O ex-ministro da Fazenda, Guido Mantega, foi preso na manhã de hoje na 34ª fase da Lava Jato, batizada de “Arquivo X”. Ele foi detido num hospital de São Paulo, onde acompanhava a esposa em uma cirurgia. Apenas cinco horas depois, enquanto Mantega ainda estava na sede da PF em São Paulo aguardando a transferência para Curitiba, o juiz Sérgio Moro decidiu revogar a prisão temporária por causa do estado de saúde da esposa dele.

Como a Polícia já tinha realizado buscas na casa do ex-ministro, Moro entendeu que não há mais risco de interferência na colheita de provas. Por isso, mandou soltar Guido Mantega.
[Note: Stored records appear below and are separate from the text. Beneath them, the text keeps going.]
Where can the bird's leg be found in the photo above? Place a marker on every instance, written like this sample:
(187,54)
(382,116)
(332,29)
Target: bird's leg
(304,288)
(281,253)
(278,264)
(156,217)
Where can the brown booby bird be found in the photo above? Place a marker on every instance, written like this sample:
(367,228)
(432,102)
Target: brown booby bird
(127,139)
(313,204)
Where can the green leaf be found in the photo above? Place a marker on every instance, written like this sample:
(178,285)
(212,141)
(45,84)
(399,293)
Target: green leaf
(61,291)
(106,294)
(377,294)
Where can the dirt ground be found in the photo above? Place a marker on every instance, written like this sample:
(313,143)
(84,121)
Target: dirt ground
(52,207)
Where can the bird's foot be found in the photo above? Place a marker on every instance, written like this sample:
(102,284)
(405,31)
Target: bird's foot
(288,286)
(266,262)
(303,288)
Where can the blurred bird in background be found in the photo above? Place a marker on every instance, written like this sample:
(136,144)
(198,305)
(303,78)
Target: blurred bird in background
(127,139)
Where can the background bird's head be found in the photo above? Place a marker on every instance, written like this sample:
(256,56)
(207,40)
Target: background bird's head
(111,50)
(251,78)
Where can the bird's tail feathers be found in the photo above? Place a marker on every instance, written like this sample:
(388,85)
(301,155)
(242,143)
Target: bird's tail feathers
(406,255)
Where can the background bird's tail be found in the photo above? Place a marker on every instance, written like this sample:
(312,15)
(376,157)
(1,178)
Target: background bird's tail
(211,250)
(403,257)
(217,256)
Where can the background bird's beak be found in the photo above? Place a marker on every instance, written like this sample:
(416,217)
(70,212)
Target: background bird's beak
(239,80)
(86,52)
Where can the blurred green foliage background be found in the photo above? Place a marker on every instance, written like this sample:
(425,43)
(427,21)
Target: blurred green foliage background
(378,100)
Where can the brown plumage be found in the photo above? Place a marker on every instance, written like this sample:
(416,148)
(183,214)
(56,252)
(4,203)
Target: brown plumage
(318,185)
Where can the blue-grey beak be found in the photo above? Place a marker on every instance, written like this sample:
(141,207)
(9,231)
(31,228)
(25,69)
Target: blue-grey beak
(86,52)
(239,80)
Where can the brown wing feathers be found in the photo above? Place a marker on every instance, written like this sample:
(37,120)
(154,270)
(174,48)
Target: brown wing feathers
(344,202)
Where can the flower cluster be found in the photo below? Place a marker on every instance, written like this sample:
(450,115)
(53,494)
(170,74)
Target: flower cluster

A nova etapa da Lava Jato apura irregularidades na construção de duas plataformas para a exploração de petróleo na camada do pré-sal. Em 2012, as empresas Mendes Junior e OSX formaram um consórcio que fechou um contrato com a Petrobras, de mais de 900 milhões de dólares, para a construção das plataformas.

As investigações apontaram que as empresas não teriam experiência, estrutura ou tradição no mercado para assinar o contrato. Para formar o consórcio, houve pagamentos de propina, segundo o delegado Igor Romário de Paula.

São três frentes de investigação. A primeira trata de repasses de R$ 7 milhões da Mendes Junior por meio do operador João Henriques, ligado ao PMDB e que atuava na diretoria internacional da Petrobras. Na segunda linha, são investigados pagamentos de R$ 6 milhões em propina para o ex-ministro José Dirceu e empresas ligadas ao ex-deputado André Vargas.

A terceira envolve Guido Mantega. O empresário Eike Batista, ex-presidente da OSX, afirmou, em depoimento ao Ministério Público, que recebeu um pedido de Mantega para que fizesse um pagamento de R$ 5 milhões ao PT. Eike Batista disse que firmou um contrato falso com uma empresa de Mônica Moura, marqueteira do PT já denunciada na Lava Jato.

A transferência de mais de dois milhões de dólares, entre contas de Eike Batista para as de Mônica Moura, foi feita em abril de 2013. Segundo o procurador Carlos Fernando dos Santos Lima, a suspeita é que o dinheiro tenha sido utilizado para quitar uma dívida da campanha da ex-presidente Dilma em 2010.

O MPF chegou a pedir a prisão preventiva de Guido Mantega, mas o juiz Sérgio Moro decretou apenas a temporária, que tem prazo de cinco dias. A medida seria importante para esclarecer o papel do ex-ministro no esquema. Carlos Lima falou que a “ação de Mantega se soma a um quadro geral de corrupção no Governo Federal”.

Eike Batista prestou o depoimento ao Ministério Público de maneira espontânea e é considerado testemunha da Lava Jato. Ele não foi alvo de medidas da etapa de hoje. Na OSX, a PF cumpriu um mandado de busca e apreensão. De acordo com o procurador, Eike detalhou o pedido feito por Guido Mantega e apresentou documentos. A investigação ainda será aprofundada, mas a força-tarefa acredita que o empresário tinha conhecimento dos pagamentos de propina da OSX no contrato de construção das plataformas.

Ao todo, foram cumpridos 33 mandados de busca e apreensão, oito de condução coercitiva e sete de prisão temporária em seis estados. Um investigado está na Espanha e ainda não foi localizado.